What lifted man - one of the weaker mammals - above the animal world was that he could devise, with his brain, ways to increase the energy at his disposal, and use the leisure so gained to cultivate his mind and spirit. Where man must rely solely on the energy of his own body, he can sustain only the most meager existence.

Clearly, economic growth - the solution assumed and promoted by almost every economist, politician, and pundit, which is collateral for past debt - is unsustainable. Governments must plan for contraction or at the very least a steady state instead of growth.

The only solution to extending the time to full depletion of fossil fuels is a significant reduction in energy waste by reducing population growth and per capita consumption, which are currently unachievable concepts because of enormous competing self-interests.

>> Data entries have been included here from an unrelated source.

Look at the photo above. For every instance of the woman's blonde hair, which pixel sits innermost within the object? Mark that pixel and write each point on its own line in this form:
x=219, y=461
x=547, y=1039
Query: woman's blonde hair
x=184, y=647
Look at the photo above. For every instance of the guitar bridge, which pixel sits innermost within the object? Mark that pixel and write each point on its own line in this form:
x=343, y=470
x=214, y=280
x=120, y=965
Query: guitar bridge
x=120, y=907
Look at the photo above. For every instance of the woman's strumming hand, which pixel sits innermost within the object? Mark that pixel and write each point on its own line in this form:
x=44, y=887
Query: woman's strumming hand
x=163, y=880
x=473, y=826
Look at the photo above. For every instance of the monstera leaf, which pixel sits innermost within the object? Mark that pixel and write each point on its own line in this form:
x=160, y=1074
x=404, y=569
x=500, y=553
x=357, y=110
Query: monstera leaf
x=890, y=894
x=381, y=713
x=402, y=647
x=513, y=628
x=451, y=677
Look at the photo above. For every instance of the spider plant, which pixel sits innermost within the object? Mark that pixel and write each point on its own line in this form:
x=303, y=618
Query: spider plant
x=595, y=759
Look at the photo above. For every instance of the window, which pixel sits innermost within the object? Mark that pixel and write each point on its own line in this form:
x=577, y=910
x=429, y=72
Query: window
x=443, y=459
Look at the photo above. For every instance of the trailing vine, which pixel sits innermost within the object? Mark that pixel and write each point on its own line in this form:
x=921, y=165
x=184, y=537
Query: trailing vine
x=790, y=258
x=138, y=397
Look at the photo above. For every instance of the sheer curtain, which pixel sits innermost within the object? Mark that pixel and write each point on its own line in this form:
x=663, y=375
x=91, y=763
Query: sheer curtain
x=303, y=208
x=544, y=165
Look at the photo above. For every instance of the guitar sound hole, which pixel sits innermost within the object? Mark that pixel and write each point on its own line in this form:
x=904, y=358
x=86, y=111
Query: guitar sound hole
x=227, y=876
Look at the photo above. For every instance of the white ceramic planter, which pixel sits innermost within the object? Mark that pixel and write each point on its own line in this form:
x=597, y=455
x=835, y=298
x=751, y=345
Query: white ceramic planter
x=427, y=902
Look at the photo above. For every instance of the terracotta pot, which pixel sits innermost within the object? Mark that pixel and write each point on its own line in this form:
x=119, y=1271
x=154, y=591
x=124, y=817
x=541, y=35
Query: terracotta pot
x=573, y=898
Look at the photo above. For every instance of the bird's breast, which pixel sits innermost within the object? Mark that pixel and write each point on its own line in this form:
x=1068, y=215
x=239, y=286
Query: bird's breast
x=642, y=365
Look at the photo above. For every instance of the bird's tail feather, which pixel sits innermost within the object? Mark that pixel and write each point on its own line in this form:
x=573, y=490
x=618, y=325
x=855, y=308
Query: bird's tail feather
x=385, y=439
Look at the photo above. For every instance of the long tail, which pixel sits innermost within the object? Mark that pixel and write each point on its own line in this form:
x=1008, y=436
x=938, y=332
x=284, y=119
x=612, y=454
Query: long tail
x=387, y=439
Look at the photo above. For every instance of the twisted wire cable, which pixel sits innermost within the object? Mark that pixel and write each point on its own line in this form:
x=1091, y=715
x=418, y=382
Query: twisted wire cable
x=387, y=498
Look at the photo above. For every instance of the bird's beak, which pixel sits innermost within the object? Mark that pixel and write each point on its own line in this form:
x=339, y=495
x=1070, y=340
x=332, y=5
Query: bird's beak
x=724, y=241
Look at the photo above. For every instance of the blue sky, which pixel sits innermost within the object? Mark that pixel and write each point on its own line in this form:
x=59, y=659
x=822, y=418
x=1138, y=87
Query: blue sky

As a result, the best solution is to prepare for the future with lessened availability of surplus energy from natural and nonrenewable resources but with abundant renewable resources such as solar and wind energies.

The region, the state and the country need to rethink transportation policy to promote sailing ships as the future of maritime transportation for the open ocean and refurbishment and expansion of the existing canal system for inland commerce connected to sailing ships for international trade.

The Municipal Development Plan and zoning regulations permit creation of a Fort Trumbull maritime park for a new village centered on the marine industries including ship building and ship restoration and a shellfish industry, which harvests, processes - using mechanical depuration - and ships clams and oysters to market.

With additional piers, Fort Trumbull and the downtown waterfront could host commercial sailing ships for trade with South America, Europe and Asia similar to the whaling era.

Current thinking on transportation planning focuses on transit-oriented development for future economic growth such as high speed rail, dedicated bus corridors, which is still heavily dependent on fossil fuels. Once there is a substantial depletion in fossil fuel availability, these developments will soon wither and die.

Robert Fromer is a former resident of New London. He now lives in Windsor.